Et enfin, certains éléments doivent être remplacés par un effort conscient pour garder votre parent connecté. Planifier les visites. Planifiez des sorties. Emmenez-les aux endroits où ils se seraient rendus eux-mêmes. Le trajet du dimanche qu’ils faisaient seuls peut devenir un trajet du dimanche que vous faites ensemble. Le déjeuner avec leur vieil ami peut être celui auquel vous participez de temps en temps. Ce qu’il faut craindre, ce n’est pas que ton parent arrête de conduire. Ce qu’il faut craindre, c’est qu’ils n’aient plus de raisons de quitter la maison.
Les enfants adultes qui ont vécu cela et qui l’ont géré avec soin rapportent presque universellement deux choses. La première est que c’était plus difficile que prévu. La seconde est que ce fut un tournant dans la relation – et pas nécessairement un mauvais moment.
Lorsque vous réussissez à tenir cette conversation avec amour et respect, vous signalez quelque chose de profond à votre parent. Vous signalez que vous les voyez, que vous prenez leur dignité au sérieux, que vous êtes prêt à supporter les moments difficiles plutôt que de les éviter, et que vous n'allez pas laisser la relation être définie par ce qu'ils ne peuvent plus faire. De nombreux parents sortent de cette transition en se sentant plus proches de l’enfant qui l’a vécu qu’ils ne l’ont jamais été auparavant. La conversation qu’ils redoutaient devient la conversation qui prouve à quel point vous vous souciez d’eux.

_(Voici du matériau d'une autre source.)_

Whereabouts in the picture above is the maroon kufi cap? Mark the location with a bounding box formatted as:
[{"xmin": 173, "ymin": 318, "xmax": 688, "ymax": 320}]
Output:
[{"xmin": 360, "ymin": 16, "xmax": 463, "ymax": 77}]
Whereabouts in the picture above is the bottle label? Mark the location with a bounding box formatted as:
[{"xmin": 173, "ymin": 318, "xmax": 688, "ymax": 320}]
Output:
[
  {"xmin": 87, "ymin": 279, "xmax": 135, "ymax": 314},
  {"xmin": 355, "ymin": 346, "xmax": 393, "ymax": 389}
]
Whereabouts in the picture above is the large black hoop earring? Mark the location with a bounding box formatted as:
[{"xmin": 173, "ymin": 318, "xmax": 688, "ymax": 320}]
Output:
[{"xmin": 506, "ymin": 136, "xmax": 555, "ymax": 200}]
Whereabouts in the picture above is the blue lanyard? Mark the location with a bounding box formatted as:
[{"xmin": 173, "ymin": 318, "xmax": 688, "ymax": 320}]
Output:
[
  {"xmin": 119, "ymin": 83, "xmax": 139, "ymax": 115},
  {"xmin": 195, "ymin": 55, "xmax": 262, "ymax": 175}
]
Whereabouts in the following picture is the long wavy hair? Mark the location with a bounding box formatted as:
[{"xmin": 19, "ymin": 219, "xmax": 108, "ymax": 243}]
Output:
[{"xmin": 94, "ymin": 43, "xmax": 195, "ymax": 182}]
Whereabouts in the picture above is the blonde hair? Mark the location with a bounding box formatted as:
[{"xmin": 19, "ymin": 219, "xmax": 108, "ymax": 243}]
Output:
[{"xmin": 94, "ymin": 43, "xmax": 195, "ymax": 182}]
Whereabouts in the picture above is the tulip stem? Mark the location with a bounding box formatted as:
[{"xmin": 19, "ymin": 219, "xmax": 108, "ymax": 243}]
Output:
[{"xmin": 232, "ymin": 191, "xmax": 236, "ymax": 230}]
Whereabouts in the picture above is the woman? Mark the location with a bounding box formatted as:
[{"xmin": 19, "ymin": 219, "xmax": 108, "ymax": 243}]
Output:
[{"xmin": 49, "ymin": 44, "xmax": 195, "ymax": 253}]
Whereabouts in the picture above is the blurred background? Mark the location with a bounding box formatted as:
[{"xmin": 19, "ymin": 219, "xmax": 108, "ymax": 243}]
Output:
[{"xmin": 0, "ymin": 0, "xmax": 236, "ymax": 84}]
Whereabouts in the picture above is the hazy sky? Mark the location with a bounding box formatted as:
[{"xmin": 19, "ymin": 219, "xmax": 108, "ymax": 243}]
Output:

Cela ne se fera pas du jour au lendemain. Il y aura une période de deuil, qui durera parfois des mois. Il peut y avoir des éclairs de ressentiment pendant un an ou plus. Votre parent peut, dans un premier temps, refuser de vous demander des promenades parce qu'il ne veut pas se sentir comme un fardeau, et c'est vous qui initierez les visites et les déplacements. Sois patient. Continuez à vous présenter. Le temps est de votre côté.
Et sachez ceci : il n’existe pas de version du vieillissement où tout le monde continue de conduire pour toujours. Finalement, chaque famille a cette conversation, ou quelque chose se produit qui rend la conversation inutile de la pire des manières. Le tenir maintenant, même si vous pouvez le faire avec amour, est un cadeau pour vos parents et un cadeau pour vous-même. L’alternative – la conversation que vous avez dans la salle d’attente d’un hôpital après un accident – est celle dont personne ne se remet.
Si vous êtes le conducteur le plus âgé qui lit cet article — peut-être parce qu'un de vos enfants vous l'a envoyé ou parce que vous étiez assez curieux pour le rechercher vous-même — sachez deux choses.
La première est que vouloir continuer à conduire n’est pas un entêtement ou un déni. C’est l’une des choses les plus raisonnables qu’une personne puisse souhaiter. La liberté de se déplacer à travers le monde est liée à tout ce qui fait que la vie d’adulte ressemble à une vie d’adulte, et la perspective de la perdre est terrifiante. Quiconque vous dit que vous devriez simplement y renoncer gracieusement n’a pas suffisamment réfléchi à ce qu’il demande.
La seconde est que si vos enfants sont venus vers vous avec cette conversation, ils ne sont pas venus parce qu’ils veulent vous contrôler. Ils sont venus parce qu’ils vous aiment et qu’ils ont peur. Ils étaient probablement terrifiés à l’idée d’en parler. Ils l'ont probablement répété. Ils auraient probablement souhaité ne pas avoir à le faire. La chose la plus courageuse que vous puissiez faire, en tant que parent dans cette conversation, est de recevoir son amour sans l’obliger à le défendre. Vous n’êtes pas obligé d’être d’accord avec tout ce qu’ils disent. Il vous suffit d'écouter, de réfléchir, d'être prêt à répondre à l'évaluation et d'être honnête avec vous-même lorsque la réponse revient. Vos enfants ne sont pas vos ennemis. Ce sont ces personnes qui seront là pour vous longtemps après le départ de la voiture.